Carefully, Whit pulled it free, laid the package on the floor. Too thin for a cocaine brick. A DVD in a case, unlabeled.

‘Let’s get out of here, boys,’ Frank said as Whit headed back into the den.

‘Wait a minute.’ Whit slid the disc into the player, set it running. Gooch and Frank watched behind him.

A darkened shot, the camera clearly hidden at a slightly tilted angle. Four men entering a house at night. Bucks one of them.
All nicely dressed, young executive types. Two minutes passed. Then Bucks coming out. Carrying a body, dumping it in the trunk
of a BMW. Then another. And another, Bucks then getting in the car and roaring away.

‘Our smoking gun,’ Frank said. ‘Thank you, Lord.’

‘If Bucks or José killed Kiko, why leave this behind?’ Whit popped the disc from the machine.

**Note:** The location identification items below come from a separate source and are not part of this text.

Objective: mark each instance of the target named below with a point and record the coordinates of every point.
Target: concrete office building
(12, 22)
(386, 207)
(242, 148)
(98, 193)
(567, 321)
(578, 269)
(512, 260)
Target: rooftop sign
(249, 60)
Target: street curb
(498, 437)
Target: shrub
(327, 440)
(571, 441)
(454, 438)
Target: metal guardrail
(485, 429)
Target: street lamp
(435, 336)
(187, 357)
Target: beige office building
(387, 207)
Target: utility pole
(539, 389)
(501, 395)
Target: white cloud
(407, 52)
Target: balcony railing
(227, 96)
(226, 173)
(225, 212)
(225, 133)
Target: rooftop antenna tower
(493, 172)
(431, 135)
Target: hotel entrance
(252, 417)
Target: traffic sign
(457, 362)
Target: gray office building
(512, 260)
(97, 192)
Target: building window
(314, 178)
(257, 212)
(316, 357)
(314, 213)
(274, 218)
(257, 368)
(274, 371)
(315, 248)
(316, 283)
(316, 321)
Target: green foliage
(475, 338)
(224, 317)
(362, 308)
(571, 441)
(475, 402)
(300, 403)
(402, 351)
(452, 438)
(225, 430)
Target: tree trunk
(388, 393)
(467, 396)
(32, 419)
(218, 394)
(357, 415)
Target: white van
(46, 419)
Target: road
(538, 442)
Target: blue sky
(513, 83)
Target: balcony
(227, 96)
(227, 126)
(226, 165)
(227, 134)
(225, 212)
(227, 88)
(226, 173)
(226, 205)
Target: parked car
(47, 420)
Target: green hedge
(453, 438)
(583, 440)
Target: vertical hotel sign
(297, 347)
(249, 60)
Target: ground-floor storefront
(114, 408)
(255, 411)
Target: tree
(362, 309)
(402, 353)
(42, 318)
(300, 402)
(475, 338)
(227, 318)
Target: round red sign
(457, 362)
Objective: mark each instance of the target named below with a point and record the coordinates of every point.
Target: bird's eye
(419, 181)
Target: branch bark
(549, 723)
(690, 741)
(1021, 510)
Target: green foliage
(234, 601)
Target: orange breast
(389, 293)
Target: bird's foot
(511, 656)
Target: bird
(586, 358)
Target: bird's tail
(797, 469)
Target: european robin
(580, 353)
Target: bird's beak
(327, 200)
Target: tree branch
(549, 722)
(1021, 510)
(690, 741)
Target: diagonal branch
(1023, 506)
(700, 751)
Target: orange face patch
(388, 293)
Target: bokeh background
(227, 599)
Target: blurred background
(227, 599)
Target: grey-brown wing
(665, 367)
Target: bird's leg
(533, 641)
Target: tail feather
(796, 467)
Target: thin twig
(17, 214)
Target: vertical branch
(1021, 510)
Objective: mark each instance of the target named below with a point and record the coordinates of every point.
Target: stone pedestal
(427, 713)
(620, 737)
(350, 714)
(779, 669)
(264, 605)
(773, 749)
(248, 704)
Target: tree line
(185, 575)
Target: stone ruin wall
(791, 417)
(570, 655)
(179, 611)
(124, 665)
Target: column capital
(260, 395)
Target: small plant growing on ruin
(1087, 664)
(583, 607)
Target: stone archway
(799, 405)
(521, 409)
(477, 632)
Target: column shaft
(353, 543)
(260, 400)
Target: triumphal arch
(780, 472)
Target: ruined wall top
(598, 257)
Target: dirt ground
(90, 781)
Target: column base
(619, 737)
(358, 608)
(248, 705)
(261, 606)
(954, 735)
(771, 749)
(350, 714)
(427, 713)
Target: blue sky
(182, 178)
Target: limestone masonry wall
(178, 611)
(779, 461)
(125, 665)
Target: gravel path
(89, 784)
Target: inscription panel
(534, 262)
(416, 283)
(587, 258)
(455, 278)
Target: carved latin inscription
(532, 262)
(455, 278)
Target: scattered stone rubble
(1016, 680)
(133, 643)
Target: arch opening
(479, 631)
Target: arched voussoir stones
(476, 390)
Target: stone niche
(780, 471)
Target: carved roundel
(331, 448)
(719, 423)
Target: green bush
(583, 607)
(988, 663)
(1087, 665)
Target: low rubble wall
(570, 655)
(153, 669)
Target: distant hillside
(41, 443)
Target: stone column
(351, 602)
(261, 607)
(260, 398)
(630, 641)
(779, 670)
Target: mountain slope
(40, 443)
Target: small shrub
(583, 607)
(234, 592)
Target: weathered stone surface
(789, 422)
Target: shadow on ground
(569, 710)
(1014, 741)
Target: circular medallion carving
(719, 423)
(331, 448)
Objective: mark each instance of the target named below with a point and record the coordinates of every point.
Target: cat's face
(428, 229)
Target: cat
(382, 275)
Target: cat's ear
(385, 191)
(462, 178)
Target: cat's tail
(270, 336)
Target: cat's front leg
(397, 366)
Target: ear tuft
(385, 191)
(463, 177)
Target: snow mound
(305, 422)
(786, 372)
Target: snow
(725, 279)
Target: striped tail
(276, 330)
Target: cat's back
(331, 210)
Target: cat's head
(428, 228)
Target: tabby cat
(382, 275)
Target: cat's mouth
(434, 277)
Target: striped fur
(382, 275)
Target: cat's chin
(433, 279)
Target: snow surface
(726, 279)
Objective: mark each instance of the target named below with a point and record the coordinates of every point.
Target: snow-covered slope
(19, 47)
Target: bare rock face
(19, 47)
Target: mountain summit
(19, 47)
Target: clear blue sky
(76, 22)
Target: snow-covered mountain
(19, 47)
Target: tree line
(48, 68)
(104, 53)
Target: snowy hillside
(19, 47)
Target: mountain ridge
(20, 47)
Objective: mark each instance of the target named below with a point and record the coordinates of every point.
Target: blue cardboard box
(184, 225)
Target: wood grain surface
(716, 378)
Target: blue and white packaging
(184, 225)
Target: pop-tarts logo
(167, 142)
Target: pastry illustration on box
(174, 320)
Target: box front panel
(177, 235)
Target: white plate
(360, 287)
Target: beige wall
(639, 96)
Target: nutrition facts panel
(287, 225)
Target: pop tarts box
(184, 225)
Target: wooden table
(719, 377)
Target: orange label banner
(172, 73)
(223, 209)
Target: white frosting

‘Bucks didn’t know the disc was here,’ Gooch said. He sat down suddenly, touched his chest, frowned. ‘And what’s it to José
if Bucks gets caught for murder?’

‘Bucks did know about the film,’ Whit said. ‘Kiko told me he had Bucks in his pocket. This is how he got him there.’

‘Whit.’ Gooch clutched at his chest. ‘Whit, oh, man …’ And he collapsed onto the floor, groaning, eyes rolling into whites,
a thin sliver of spit oozing from his mouth.